Ucuma - safari préhistorique

03/09/2015

Happé par ce faible courant qui m'aspire vers la montagne, mes 2 roues bifurquent pour un détour improvisé du côté des 2300 mètres. Une grosse pierre ronde pas si loin de la route se met à bouger: indifférente, une tribu de babouins me zieute à peine, préférant sans doute se dorer la pilule au soleil. Le safari commence. Tout heureux, je repars en sifflotant un vieil air de Daktari casé dans un coin de ma tête depuis l'enfance. Le paysage se métamorphose et je ne sens guère les montées tant j'observe, avide, les moindres détails du spectacle.

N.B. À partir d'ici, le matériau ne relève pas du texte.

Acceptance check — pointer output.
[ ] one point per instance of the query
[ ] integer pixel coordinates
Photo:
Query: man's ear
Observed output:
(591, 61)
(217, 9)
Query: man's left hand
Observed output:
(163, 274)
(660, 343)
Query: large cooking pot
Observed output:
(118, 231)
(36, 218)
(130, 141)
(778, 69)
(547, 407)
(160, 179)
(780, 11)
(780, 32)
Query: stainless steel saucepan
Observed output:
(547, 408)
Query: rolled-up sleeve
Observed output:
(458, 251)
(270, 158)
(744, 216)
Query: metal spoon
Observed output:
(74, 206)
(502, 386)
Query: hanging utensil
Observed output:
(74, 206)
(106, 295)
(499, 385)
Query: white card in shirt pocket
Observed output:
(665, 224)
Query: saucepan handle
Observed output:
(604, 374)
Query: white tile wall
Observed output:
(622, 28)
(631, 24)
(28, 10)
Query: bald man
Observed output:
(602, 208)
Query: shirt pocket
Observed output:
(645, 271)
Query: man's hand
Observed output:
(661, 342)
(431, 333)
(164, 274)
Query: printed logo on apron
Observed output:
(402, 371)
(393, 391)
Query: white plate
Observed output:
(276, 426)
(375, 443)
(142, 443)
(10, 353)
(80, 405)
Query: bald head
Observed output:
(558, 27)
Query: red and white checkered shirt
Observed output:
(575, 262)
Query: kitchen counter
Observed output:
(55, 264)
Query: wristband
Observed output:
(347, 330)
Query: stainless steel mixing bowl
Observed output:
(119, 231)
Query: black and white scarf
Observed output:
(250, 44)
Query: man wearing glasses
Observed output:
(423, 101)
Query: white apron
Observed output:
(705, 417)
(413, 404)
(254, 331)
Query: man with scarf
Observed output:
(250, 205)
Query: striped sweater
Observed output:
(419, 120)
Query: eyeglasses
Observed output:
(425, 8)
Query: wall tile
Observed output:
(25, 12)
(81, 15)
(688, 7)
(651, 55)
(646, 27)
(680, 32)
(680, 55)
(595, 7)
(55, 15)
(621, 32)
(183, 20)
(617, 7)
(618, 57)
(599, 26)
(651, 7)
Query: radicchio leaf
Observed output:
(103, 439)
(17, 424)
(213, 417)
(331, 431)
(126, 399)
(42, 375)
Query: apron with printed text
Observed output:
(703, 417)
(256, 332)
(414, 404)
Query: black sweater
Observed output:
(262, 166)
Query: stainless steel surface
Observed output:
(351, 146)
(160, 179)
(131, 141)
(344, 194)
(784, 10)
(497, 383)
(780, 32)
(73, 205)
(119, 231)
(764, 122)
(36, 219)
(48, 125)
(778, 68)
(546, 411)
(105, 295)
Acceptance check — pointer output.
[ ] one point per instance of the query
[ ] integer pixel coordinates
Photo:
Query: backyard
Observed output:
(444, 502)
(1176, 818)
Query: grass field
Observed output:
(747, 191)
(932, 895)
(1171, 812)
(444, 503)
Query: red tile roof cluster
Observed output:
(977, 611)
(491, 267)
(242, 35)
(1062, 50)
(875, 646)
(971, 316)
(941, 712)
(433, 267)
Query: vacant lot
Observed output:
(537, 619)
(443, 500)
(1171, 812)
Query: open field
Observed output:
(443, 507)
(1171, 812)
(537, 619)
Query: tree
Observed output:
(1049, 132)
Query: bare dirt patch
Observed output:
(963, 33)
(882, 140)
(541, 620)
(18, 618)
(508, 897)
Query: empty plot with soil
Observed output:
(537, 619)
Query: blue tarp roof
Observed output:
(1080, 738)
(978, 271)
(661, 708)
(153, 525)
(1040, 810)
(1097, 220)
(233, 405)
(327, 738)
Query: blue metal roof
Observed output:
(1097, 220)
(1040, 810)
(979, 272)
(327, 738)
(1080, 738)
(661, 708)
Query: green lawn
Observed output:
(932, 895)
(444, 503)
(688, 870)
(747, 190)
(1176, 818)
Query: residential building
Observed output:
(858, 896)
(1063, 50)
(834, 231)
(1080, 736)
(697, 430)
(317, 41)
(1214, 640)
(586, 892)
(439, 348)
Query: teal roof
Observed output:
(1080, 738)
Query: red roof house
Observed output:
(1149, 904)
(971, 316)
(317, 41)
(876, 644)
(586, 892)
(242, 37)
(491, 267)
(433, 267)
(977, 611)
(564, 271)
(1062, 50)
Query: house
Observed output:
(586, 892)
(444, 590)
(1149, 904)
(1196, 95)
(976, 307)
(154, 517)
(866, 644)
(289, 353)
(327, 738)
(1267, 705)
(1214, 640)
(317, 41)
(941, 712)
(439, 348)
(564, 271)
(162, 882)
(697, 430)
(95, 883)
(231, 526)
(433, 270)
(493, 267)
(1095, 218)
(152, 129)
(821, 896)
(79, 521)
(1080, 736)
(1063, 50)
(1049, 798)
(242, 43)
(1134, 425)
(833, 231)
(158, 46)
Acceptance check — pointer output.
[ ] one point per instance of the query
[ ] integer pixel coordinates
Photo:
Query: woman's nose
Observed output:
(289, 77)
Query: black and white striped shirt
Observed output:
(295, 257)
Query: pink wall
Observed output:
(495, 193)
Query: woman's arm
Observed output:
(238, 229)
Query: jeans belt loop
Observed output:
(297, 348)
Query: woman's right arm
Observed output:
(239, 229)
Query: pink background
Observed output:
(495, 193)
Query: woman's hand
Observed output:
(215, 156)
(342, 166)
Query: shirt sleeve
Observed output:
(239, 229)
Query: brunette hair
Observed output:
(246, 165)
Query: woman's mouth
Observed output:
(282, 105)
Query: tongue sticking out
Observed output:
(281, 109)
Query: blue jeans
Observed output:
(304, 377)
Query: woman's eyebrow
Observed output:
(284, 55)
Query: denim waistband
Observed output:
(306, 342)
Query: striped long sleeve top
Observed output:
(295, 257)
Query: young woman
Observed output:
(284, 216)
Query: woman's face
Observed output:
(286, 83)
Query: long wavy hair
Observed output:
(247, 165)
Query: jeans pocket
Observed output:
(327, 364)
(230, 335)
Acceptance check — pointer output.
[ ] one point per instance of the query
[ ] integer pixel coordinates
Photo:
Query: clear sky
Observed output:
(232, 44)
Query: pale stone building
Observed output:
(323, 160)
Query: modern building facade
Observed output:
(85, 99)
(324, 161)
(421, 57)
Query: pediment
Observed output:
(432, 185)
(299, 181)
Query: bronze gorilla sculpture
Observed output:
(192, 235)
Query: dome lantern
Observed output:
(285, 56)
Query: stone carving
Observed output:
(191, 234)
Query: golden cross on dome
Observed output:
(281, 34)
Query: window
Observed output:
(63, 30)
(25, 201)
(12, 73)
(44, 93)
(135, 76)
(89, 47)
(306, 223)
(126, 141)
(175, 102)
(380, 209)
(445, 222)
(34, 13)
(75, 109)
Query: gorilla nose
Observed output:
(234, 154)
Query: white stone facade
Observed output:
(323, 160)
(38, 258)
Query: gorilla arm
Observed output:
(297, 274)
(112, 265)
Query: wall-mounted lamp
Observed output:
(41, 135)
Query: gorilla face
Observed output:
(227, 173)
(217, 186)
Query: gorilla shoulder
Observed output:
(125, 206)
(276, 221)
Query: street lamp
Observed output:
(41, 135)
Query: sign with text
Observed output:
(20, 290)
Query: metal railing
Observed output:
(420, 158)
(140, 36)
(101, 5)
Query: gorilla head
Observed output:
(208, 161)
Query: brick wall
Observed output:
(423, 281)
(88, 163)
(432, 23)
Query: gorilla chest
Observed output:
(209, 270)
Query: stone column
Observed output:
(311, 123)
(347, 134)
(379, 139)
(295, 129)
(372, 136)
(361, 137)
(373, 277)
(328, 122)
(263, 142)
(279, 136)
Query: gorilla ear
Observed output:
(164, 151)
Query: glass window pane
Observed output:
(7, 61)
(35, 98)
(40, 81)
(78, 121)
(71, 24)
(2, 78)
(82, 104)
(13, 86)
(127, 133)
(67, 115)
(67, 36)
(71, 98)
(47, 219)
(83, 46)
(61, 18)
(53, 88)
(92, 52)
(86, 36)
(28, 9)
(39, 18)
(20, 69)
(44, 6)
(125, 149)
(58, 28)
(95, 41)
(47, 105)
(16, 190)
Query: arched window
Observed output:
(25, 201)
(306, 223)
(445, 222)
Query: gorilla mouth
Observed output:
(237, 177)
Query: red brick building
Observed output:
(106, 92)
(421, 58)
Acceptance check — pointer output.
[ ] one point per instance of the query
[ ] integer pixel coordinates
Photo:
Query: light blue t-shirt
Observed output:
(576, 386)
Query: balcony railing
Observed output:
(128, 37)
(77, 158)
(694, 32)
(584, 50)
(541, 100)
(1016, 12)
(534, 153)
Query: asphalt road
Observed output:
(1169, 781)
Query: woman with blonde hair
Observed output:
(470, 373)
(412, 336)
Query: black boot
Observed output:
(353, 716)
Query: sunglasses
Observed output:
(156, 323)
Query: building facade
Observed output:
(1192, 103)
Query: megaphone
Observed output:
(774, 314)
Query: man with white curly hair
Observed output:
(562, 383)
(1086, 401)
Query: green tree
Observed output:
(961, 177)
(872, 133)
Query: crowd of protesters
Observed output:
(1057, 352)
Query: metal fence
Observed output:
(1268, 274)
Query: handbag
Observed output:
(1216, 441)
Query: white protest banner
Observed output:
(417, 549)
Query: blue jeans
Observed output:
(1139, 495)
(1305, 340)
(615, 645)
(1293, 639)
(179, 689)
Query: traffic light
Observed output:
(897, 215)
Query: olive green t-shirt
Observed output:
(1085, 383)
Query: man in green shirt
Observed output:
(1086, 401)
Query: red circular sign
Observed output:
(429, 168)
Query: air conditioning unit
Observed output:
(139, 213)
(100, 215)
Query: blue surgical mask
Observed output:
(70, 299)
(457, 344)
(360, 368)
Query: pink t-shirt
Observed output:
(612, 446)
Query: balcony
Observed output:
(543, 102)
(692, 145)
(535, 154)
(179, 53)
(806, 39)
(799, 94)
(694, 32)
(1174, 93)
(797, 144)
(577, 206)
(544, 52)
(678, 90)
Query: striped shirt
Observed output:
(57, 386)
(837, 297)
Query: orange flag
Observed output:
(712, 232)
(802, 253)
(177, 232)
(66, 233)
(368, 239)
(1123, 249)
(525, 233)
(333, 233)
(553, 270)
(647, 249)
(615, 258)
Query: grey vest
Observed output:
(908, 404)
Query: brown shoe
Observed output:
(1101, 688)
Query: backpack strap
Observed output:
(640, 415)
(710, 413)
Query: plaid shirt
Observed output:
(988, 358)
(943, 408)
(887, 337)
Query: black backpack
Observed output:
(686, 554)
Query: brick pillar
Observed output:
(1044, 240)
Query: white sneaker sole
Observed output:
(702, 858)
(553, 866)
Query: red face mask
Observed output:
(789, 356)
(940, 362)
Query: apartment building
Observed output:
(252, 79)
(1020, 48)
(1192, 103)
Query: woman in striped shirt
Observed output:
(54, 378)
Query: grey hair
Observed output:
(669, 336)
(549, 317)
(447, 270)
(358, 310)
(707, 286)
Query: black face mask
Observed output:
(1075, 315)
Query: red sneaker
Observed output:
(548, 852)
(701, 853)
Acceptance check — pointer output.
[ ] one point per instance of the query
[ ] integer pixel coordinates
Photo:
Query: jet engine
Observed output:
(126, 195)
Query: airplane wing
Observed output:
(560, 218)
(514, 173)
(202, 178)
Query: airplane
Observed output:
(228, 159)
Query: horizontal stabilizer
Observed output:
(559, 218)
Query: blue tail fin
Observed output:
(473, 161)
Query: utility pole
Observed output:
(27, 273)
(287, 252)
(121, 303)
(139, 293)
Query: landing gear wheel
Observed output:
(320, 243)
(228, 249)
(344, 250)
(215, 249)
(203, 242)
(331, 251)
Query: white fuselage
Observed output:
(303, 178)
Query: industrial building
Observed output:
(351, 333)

Mon regard plonge dans cet enchevêtrement bordélique de boules de granite difformes, de blocs de quartz, de pics pierreux pointés vers le ciel. Les épineux menacent, les cactus maigrelets attendent impatiemment les premières pluies. Les baobabs, imposantes molaires posées à l'envers sur la terre, racines alenguies vers l'azur, s'imaginent en pieds d'éléphants boursouflés, ridés, avachis. Sous cette douce lumière, ces colosses bizarroïdes prennent des teintes cuivrées, aux reflets parfois rougeâtres. Je n'ai d'yeux que pour tous ces sommets qui gravitent autour de ma caboche, de plus en plus nombreux, et cette bouteille d'eau glacée qu'un automobiliste me tend en faisant demi-tour. Après chaque grimpette, un nouveau plateau infini m'attend, me fixant dans un autre tableau surprenant. D'énormes masses granitiques surgissent de partout, rondes, lisses, gris-bleu, tel de gigantesques crânes de dinosaures qui percent la croûte terrestre. A mesure que ma barbe pousse, les lumières deviennent de plus en plus rasantes, les herbes fauves. Mais quand les éclairs bouleversent le décor, la montagne face à moi vire soudain au violet, noyant les eucalyptus au lointain dans une brume presque surréaliste.